2015/11/05

釜山の食

 先週は釜山に出張だった。
 わずか3泊4日のこと、つまり、夕食も3回だけのこと、何ほどのこともないが、釜山の印象を食を中心に一つ二つ。
釜山は港町。世界第5位のコンテナ取扱量を誇るような貿易港であると同時に、漁港としても有数の規模にあるようだ。
 魚市場に接して魚屋が軒を並べている。この商店がそのまま食堂にもなっていて、新鮮な魚介類を提供して人気を博している。
 チャガルチ市場と呼ばれる地区で、龍頭山の西麓に位置し、国際市場の南西に当たる。ここを夕食がてら訪れたのだが、ものすごい活気だった。
 何しろ、岸壁のすぐ裏側にあたるのだから、水揚げされたばかりの魚を直線にすればほんの数十メートルの場所で食べるということになるわけで、新鮮でなかろうはずがない。
 まずは市場を一通りのぞいてみた。ありとあらゆる魚が屋台に並べられている。タコ、イカ、サバ、ヒラメ、カニ、カキ、アワビ、サザエ、ハマグリなどのほか、名も知らぬ魚介類も数多い。とにかく巡っていて楽しくなる。
 大方の魚屋は奥が食堂になっていて、目についた魚を指させばすぐに料理して出してくれる。料理方法もその場で相談できる。
このうちの1軒を選んで入った。頼んだのはカニとヒラメをメインにその他数種。ホヤもあったので頼んだ。
 カニは日本でいうズワイガニ。甲羅の直径が20センチほど、足を伸ばしたら1メートルを超えていたようで、大変大ぶりだった。
 これを蒸して提供してくれた。ゆでる日本とは大きく違う。うま味が逃げなくていいのだということだった。3人で2匹を食べたら満腹だった。とにかくしゃぶりつくようにしていただいた。終わりに、カニ味噌でおじやを作ってもらったが、これも美味だった。
 ほかに、刺身はヒラメ。これも大ぶりなものでいかにも豪華。しこしこと歯ごたえもあり、甘みもあってとてもおいしいものだった。日本ではとても手が出ない高級食材で、ここでは思いっきり食べたが、3人で食べきれないほどだった。
 函館や釧路などと魚市場に隣接する食堂街は日本でも人気だが、この釜山ほどの規模や新鮮さにはお目にかかったことがない。
 また、別の夕食では、韓定食というものをいただいた。かつては庶民が食べることはなかったようだが、驚いたのはその種類の多さ。実に22種もの料理が出てきた。一つひとつは食べやすいように小分けしてくれていたが、それでもこれほどの種類にもなると後半はもてあますほどだった。ただ、どれがメインディッシュなのか、印象が散漫になった。
 酒は、韓定食の時には花郎という日本酒のような酒が振る舞われた。
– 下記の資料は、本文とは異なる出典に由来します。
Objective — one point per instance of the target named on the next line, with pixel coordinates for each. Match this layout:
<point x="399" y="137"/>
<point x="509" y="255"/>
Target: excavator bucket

日本酒より多少強いか、なかなか味わいのある酒で、冷酒で飲むのだがおいしくて気に入った。なお、魚市場での食事の際には、ビールが中心だった。というよりも、カニを食べることに夢中になり、とても酒までは気が回らなかった。
 なお、韓国では、料理を頼むと、それがどんなものであれ、必ず小皿が数種類付いてくる。キムチやナムルなどとあって、すべてサービスである。
 また、紅参をはじめ滋養強壮に良さそうな食材が盛り込まれていて、韓定食などまるで薬膳料理かと思われるほどだった。
 わずかな経験だが、食がよければほかに何も言うことがないわけで、釜山は結局好印象だった。


写真1 魚屋が軒を並べるシャガルチ市場。夜まで活気があった。


写真2 これを2匹3人でいただいたらすこぶる満腹だった。活きているので動き回って写真が撮りにくい。


写真3 22種もの料理が提供された韓定食。申し訳ないが、何のことはないこのチヂミがいちばんおいしかった。